With virtually every tech blog and media outlet talking about the blockchain, it seems inevitable that you will need to learn skills related to the field at some point. And it’s a good assumption to have.
However, the question for many of you is where and how does this training start, and what does it involve? After all, the increase in demand for skilled blockchain professionals has only hit its feverish pace over the last few years.
Well, the good news is that blockchain training isn’t an abstract, difficult-to-understand concept. We’re here to break down what it entails and how it can benefit you, the aspiring blockchain professional.
Understanding the Blockchain & Its Basic Concepts
Like any new subject, the beginning of a blockchain training course begins with the basics, what it is, how it works. This, of course, begins with some of the topics you’re already familiar with such as how blockchain technology supports cryptocurrencies, and some textbook examinations of concepts including decentralization and consensus.
It starts to pick up and breaks off into more detailed concepts around how specific blockchains – i.e., for specific cryptocurrencies or non-cryptocurrency based ones operate. In addition to this, there are discussions and lessons on how blockchain and ledgers intertwine with existing solutions and systems – i.e. financial, healthcare, supply chain, etc.
The course then gets more hands-on, and the theory behind the technology takes a back seat as you start examining case studies and strategic uses of blockchain and ledgers. This analytic work and review will help you see how companies (and even individuals) can use blockchain applications practically. At this point, blockchain will no longer seem like an abstract concept, but rather, a tangible asset that can address common technical and business issues.
A Fork In The Curriculum
The materials mentioned in the last section will be taught to people on either side of the technical or business management side of things. However, as things progress, the curriculum for blockchain architects and developers will take a separate path from the one that aspiring business managers will find themselves on.
And of course, there are separate courses dedicated to those on either side, some of which would require certain backgrounds (especially technical ones).
For those on the technical side, blockchain architecture-focused courses hammer down concepts such as process flows, blockchain platforms, programming languages/frameworks and interfaces with enterprise systems.
For those on the business side, a progression in the curriculum would focus more on how blockchain platforms apply to specific industries and how implementing them affects strategic business models (i.e. SWOT, journey mapping, etc.).
What Good Blockchain Training Involves
The best courses offer a distinct combination of content and a differentiated learning experience for the participants.
From a content perspective, all courses will introduce what blockchain is, how it works, several case studies of use, different types of blockchains, cryptocurrencies and tokens as well as application to enterprise and for consumer applications.

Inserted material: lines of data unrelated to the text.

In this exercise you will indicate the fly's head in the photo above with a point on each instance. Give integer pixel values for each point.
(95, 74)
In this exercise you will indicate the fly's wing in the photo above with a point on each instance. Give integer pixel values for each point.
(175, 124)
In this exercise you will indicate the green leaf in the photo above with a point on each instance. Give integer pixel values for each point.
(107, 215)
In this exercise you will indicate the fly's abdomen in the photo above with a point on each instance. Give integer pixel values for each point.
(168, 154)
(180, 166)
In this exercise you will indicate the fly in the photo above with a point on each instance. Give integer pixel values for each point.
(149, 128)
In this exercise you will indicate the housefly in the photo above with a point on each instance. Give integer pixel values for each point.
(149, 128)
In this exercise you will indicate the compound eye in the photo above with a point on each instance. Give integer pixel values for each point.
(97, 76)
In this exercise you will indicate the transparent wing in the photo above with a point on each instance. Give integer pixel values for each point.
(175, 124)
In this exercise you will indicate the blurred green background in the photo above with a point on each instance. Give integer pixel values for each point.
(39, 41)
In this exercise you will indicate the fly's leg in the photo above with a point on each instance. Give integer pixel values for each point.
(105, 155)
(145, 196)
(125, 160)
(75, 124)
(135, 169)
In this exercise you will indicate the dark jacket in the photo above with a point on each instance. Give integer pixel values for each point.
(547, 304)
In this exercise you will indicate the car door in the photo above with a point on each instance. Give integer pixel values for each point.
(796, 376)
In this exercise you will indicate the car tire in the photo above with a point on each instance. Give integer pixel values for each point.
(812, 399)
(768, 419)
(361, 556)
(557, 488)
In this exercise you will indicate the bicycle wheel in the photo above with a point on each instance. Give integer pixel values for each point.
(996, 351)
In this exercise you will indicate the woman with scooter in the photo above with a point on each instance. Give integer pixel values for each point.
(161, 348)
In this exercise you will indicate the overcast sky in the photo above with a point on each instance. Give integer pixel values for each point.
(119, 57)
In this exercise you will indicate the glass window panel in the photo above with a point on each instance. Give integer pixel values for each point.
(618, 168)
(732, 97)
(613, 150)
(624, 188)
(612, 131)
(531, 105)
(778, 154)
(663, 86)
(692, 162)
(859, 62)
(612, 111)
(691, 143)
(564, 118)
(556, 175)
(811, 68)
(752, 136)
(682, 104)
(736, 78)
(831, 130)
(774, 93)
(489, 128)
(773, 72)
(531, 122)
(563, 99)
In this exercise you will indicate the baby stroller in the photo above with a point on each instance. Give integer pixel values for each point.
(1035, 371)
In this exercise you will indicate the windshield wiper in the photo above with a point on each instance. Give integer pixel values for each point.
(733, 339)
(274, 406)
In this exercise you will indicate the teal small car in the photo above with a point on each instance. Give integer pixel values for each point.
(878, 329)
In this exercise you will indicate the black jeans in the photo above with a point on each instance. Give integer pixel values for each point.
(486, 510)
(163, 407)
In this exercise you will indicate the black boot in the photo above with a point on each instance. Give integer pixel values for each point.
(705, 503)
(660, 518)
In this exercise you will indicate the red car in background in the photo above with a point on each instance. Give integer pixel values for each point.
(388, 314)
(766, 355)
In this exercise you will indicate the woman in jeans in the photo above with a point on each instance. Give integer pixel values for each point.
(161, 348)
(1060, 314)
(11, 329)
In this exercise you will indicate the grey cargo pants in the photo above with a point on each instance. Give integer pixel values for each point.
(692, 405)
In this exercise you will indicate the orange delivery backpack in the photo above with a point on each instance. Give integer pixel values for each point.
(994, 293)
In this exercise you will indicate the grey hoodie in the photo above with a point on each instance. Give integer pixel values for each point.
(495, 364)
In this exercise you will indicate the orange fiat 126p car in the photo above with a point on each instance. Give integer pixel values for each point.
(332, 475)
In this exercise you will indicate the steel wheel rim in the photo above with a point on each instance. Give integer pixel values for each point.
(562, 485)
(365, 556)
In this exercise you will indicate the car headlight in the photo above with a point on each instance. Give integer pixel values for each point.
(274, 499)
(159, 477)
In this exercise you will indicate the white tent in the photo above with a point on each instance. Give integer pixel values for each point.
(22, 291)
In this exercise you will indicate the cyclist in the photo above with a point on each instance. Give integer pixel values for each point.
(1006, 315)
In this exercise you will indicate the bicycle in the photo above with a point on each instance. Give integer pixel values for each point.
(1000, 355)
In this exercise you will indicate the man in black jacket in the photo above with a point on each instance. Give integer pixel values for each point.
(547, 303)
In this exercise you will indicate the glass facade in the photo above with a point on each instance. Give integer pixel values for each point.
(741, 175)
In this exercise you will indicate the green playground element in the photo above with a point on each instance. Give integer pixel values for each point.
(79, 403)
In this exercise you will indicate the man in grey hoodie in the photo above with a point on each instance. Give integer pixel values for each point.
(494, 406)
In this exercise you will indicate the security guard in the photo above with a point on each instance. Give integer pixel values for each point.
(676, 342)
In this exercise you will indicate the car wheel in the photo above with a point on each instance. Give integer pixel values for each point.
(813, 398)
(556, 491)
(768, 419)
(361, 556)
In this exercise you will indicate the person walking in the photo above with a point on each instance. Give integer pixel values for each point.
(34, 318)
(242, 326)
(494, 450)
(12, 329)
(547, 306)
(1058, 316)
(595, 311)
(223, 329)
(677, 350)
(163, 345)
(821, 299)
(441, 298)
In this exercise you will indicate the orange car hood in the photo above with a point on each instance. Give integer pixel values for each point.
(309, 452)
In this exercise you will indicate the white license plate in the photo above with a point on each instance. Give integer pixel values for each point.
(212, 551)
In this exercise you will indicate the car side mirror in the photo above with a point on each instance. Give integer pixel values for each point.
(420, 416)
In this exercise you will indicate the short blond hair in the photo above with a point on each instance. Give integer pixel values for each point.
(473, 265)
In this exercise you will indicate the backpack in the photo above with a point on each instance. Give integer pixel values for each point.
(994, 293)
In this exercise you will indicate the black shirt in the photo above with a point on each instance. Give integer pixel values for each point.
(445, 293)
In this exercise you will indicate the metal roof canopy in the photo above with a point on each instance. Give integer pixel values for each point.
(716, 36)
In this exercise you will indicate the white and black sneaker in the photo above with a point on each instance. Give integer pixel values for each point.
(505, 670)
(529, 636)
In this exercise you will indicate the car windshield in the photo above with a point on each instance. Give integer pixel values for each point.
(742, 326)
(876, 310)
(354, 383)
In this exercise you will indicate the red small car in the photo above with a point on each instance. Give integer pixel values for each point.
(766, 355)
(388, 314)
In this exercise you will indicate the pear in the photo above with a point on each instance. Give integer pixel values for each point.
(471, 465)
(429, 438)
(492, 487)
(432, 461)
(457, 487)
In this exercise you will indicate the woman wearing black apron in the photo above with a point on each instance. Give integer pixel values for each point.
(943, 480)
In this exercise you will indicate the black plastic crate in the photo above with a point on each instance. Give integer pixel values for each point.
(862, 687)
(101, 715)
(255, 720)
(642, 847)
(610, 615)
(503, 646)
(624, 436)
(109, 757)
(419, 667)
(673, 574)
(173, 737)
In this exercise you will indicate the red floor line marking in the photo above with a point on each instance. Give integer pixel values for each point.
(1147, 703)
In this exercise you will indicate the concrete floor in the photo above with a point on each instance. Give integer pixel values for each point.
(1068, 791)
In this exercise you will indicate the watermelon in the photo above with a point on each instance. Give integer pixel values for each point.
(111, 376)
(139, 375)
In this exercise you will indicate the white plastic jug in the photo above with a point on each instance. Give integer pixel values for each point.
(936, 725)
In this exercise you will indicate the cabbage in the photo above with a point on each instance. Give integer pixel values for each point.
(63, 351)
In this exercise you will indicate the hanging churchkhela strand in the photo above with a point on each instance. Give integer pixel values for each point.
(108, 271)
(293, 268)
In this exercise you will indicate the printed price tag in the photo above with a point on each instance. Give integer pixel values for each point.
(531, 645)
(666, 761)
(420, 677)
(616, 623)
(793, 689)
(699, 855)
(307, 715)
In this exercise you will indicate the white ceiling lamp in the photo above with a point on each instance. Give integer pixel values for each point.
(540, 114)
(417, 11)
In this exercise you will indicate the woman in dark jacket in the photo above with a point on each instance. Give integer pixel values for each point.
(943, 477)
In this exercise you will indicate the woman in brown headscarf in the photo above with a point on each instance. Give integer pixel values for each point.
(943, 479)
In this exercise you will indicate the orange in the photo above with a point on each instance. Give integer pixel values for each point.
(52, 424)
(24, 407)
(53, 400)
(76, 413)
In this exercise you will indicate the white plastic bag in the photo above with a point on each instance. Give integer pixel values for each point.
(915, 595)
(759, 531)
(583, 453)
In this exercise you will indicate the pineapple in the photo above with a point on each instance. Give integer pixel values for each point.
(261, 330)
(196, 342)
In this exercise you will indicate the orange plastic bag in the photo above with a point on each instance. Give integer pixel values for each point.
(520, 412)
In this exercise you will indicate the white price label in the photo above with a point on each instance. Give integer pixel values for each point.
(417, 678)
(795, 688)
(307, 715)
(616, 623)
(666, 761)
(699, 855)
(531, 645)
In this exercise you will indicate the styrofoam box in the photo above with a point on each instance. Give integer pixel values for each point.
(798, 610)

Some will vary in the degree of technical vs. business focus.
So what makes a course distinct in terms of content – two words: “so what?” Good courses cover the “so what.” What is the impact of blockchain to my business, processes, partners, application, application interfaces and use, data and how it is managed, policies that need to be adhered to such as GDPR or HIPAA for instance in case of privacy or AML/KYC, regulatory compliance such as securities regulation, governance, business models, and of course the technology implementation.
The “so what” goes further than just laying out what blockchain is and how it works and marketing case studies. It addresses how you can implement a blockchain solution in light of real world constraints. As an example, ask if the course answer the following:
What is the impact of blockchian on my existing business practices, partners, processes, business models, governance models, product/solution offer, and customer engagement, etc?
Can the solution scale provide the privacy, security, transaction finality, etc. for the use case I am attempting to achieve?
As an example, if your industry is regulated such as healthcare, insurance, finance, the relevant questions may include - how do I implement a healthcare solution such as one for patient records - that deals with sensitive patient data - in light of HIPAA privacy policies?
How do I implement a blockchain application with client data in light of GDPR where someone has the “right to be forgotten?”
How do I design and architect a solution so that only that which needs to be on a blockchain is there and anything else is kept off-chain?
How do I implement a blockchain solution for data that is constantly changing in light of the fact blockchain is an immutable ledger? Do I implement this with blockchain? How do I determine if blockchain is even the right solution for what I am attempting to do?